Once projected requirements are generated, SMArT supports comparison of quantified needs against available funding. It enables identification of commodity-level funding gaps and facilitates structured prioritization under constrained budgets. Allocation decisions are documented and guided by transparent criteria rather than informal adjustments.
This linkage creates a coherent decision-making flow: generate reliable forecasts, assess available resources, and apply structured prioritization.

Improving Transparency and Accountability
When forecasting, validation, and prioritization operate in isolation, trade-offs may occur without clear documentation. Assumptions can remain implicit, and adjustments may not be systematically recorded.
By embedding forecast-accuracy assessment and linking outputs to SMArT, the system strengthens transparency at each stage. Funding gaps are visible. The performance of previous methods is measurable. Prioritization decisions are explicit.
The result is not only improved efficiency, but also improved governance.
Operating Within Real-World Constraints
Digital tools do not eliminate structural challenges. Data completeness can vary. Funding shortfalls remain a reality. Disbursement timelines may affect procurement cycles.
However, stronger forecasting systems improve the quality of decisions made within these constraints. They enable national programs to quantify true need, understand the magnitude of funding gaps, and make deliberate, evidence-based trade-offs.
This strengthens stewardship of limited resources.
Toward Institutionalized Digital Forecasting
The long-term value of the MNCH Forecasting Tool lies in institutionalization. Embedding forecasting processes within a standardized digital system reduces reliance on individual expertise and improves continuity across staffing transitions.

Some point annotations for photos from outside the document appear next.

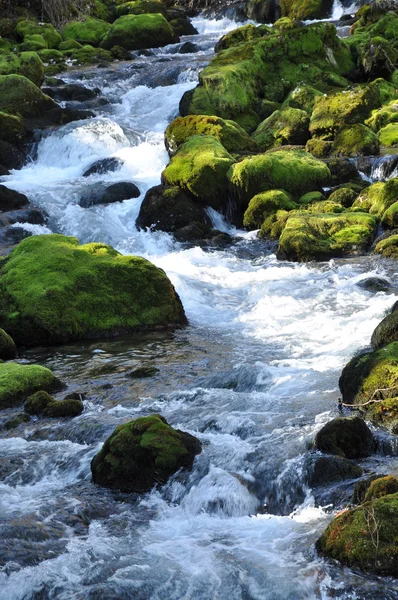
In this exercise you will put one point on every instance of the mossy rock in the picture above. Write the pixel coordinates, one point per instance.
(141, 7)
(369, 372)
(377, 198)
(294, 171)
(283, 127)
(386, 331)
(356, 140)
(233, 137)
(143, 453)
(344, 196)
(26, 29)
(53, 290)
(264, 206)
(137, 32)
(350, 537)
(306, 9)
(388, 135)
(8, 349)
(19, 96)
(27, 64)
(388, 247)
(349, 437)
(247, 33)
(323, 236)
(200, 167)
(89, 31)
(17, 382)
(349, 107)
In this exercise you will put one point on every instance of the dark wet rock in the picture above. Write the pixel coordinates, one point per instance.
(11, 200)
(329, 469)
(105, 165)
(143, 453)
(348, 437)
(101, 194)
(170, 209)
(375, 284)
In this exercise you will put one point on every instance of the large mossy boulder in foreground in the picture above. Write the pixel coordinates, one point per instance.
(143, 453)
(324, 236)
(349, 437)
(53, 290)
(17, 382)
(19, 96)
(136, 32)
(294, 171)
(365, 537)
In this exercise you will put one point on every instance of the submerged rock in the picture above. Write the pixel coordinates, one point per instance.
(53, 290)
(348, 437)
(143, 453)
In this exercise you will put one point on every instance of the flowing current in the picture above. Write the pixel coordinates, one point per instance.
(254, 376)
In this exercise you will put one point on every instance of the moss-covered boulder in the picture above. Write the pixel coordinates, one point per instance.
(324, 236)
(53, 290)
(143, 453)
(263, 207)
(365, 537)
(200, 167)
(89, 31)
(372, 375)
(136, 32)
(283, 127)
(233, 137)
(8, 349)
(356, 140)
(27, 64)
(295, 171)
(17, 382)
(19, 96)
(349, 437)
(42, 403)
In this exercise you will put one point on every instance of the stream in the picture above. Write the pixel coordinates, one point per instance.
(254, 376)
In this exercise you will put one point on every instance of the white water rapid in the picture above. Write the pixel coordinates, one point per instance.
(254, 376)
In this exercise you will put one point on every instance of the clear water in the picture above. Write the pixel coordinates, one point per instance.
(254, 376)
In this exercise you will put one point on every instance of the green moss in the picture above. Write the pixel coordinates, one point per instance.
(350, 540)
(283, 127)
(53, 290)
(377, 198)
(90, 31)
(27, 64)
(200, 167)
(295, 171)
(26, 29)
(19, 381)
(356, 140)
(143, 453)
(8, 349)
(369, 372)
(265, 205)
(233, 137)
(135, 32)
(324, 236)
(19, 96)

When integrated with prioritization platforms such as SMArT, the tool contributes to a more coherent national supply planning architecture. Forecasting, funding analysis, and allocation become connected components of a structured system rather than parallel processes.
Conclusion
National MNCH forecasting is more than a technical requirement. It is a cornerstone of health system planning.
The MNCH Forecasting Tool strengthens the technical integrity of quantification. The SMArT tool strengthens strategic allocation under constrained resources. Together, they support data-driven, transparent, and accountable decision-making for maternal, newborn, and child health commodities.
In resource-constrained environments, improving the quality of planning processes is not procedural. It directly supports continuity of care and the availability of essential health products where they are most needed.